Folha de S.Paulo

Armas para todos

Bolsonaro quer transpor para cá disfunção americana

- Roberto Feith Fundador e ex-diretor da ed. objetiva (adquirida pela Cia. das letras em 2016), ex-correspond­ente da tV Globo na europa e ex-diretor do Globo repórter; portador de cidadania brasileira e americana

Nas suas aparições públicas, o candidato que lidera as pesquisas para a eleição presidenci­al costuma saudar o povo apontando um rifle imaginário. Em evento em Curitiba, Jair Bolsonaro disse que “a arma é a garantia de nossa liberdade”. “Da próxima vez, quero ver 200 pessoas armadas aqui dentro”. O candidato propõe revogar o Estatuto do Desarmamen­to e não esconde sua admiração pela legislação norte-americana sobre armas de fogo.

A notícia, dias atrás, de mais um massacre de inocentes na cidade americana de Annapolis demanda uma reflexão sobre a proposta de Bolsonaro. As armas pontuam a história da nação mais rica do planeta. Os EUA conquistar­am a independên­cia com um exército de voluntário­s, muitos com suas próprias armas. Oito décadas depois, uma Guerra Civil na qual foram usadas pela primeira vez armas de repetição matou 680 mil americanos.

O fascínio pelas armas também ocupa espaço singular na cultura americana. A expansão para o oeste gerou a figura do cowboy, solitário, pronto a sacar o seu revólver. Nas produções de Hollywood, talvez a mais eloquente expressão da alma americana, as armas são presença constante.

Na vida cotidiana, esse culto se traduz na facilidade que o americano comum tem para comprar uma arma. Os EUA são a única sociedade economicam­ente avançada na qual fuzis automático­s de uso militar são vendidos nos hipermerca­dos.

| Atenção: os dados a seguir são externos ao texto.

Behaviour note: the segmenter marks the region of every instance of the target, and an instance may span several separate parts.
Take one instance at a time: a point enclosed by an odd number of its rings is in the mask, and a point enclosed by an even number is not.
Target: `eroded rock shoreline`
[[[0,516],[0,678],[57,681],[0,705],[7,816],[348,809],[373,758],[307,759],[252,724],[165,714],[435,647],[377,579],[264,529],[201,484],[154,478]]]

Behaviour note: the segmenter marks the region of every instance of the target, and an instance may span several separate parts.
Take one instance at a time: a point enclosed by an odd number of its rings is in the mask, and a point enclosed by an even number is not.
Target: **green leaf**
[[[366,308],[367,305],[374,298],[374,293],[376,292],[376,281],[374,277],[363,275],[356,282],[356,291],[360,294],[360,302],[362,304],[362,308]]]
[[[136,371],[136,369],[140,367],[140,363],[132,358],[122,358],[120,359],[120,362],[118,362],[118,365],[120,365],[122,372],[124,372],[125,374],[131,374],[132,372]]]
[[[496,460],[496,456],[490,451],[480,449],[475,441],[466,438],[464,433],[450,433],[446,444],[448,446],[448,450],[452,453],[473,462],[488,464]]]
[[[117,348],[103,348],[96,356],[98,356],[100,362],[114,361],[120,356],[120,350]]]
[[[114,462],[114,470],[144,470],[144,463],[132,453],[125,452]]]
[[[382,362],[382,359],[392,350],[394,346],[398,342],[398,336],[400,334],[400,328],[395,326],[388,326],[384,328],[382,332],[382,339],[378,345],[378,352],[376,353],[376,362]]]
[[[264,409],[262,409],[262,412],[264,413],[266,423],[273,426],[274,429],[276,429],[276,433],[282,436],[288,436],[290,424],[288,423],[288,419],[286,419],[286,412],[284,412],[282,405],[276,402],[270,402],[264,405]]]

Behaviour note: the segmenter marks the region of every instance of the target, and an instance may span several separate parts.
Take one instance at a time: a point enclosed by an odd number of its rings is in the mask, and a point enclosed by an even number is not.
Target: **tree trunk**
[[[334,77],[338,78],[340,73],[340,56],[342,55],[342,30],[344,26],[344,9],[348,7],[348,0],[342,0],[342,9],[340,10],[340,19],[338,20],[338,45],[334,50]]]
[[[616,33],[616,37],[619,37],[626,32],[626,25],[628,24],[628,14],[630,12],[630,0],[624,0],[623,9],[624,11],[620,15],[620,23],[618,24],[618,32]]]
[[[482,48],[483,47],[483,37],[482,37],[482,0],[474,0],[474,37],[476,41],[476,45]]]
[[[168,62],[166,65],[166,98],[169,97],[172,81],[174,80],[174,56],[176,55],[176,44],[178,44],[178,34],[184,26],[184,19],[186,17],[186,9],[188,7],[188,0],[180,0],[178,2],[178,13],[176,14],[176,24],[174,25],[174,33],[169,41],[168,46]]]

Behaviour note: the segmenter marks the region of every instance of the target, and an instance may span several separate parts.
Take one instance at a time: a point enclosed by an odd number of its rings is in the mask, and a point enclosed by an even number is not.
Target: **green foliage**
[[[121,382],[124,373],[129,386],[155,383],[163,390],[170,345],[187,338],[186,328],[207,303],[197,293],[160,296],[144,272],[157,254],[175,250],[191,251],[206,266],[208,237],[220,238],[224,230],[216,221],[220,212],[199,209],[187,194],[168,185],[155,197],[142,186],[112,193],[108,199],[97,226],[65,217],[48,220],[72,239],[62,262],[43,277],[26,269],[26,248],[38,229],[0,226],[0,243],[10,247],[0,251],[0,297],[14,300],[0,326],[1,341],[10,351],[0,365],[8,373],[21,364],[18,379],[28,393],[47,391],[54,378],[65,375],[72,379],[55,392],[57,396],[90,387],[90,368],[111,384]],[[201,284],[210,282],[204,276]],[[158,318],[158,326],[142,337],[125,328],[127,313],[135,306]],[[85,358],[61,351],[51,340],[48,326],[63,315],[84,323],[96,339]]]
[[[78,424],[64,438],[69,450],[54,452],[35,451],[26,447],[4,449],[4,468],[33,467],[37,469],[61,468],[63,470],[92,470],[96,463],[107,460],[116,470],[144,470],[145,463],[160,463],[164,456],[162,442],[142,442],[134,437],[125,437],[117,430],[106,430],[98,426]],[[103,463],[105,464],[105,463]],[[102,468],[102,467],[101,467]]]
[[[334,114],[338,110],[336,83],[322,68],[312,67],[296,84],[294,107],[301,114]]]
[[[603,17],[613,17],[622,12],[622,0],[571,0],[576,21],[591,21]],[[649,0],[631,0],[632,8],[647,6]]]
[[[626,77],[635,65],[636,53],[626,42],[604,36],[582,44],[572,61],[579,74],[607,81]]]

Os americanos pagam um alto preço por esse fascínio. Adolescent­es têm uma probabilid­ade 82 vezes maior do que seus pares em nações avançadas de serem mortos por armas de fogo. Desde 1982, houve 104 “mass shootings” nos EUA — incidentes nos quais quatro pessoas ou mais foram assassinad­as por um desconheci­do portando arma de fogo— provocando a morte de 822 inocentes. Essa triste estatístic­a representa menos de 1% do total de fatalidade­s provocadas por armas de fogo no país.

Não existe, entre nós, culto às armas do calibre norte-americano, mas somos um país violento. Em 2016, 62 mil brasileiro­s foram mortos por armas de fogo. O número vem crescendo, assim como crescem o crime organizado e a violência nas nossas cidades. Os brasileiro­s, principalm­ente os mais pobres, vivem atemorizad­os pelo banditismo.

É nesse contexto que surge a proposta de Bolsonaro de livre acesso às armas. O deputado tem razão em exigir o combate eficaz ao crime. Mas a retórica não elimina os fatos, e o fato é que distribuir armas à população não resulta na redução da criminalid­ade.

Estudo abrangendo 27 países publicado no American Journal of Medicine revela que a posse de armas por civis não altera os índices de criminalid­ade, mas eleva a taxa de mortes por armas de fogo. Este e outros estudos demonstram que o cidadão que compra uma arma tem muito mais chance de usá-la, ou vêla sendo usada contra si ou seus familiares, do que em defesa própria.

Jair Bolsonaro poderia buscar inspiração para suas propostas em alguma caracterís­tica da vida norte-americana digna de admiração, como o respeito à meritocrac­ia, a qualidade do ensino superior ou a incessante inovação tecnológic­a. Em vez disso, propõe transpor para o Brasil uma das disfunções da sociedade norteameri­cana. Ao posar com seu fuzil imaginário para seguidores, Bolsonaro encena uma ideia equivocada, de fácil apelo e cuja adoção só provocaria a morte de mais inocentes.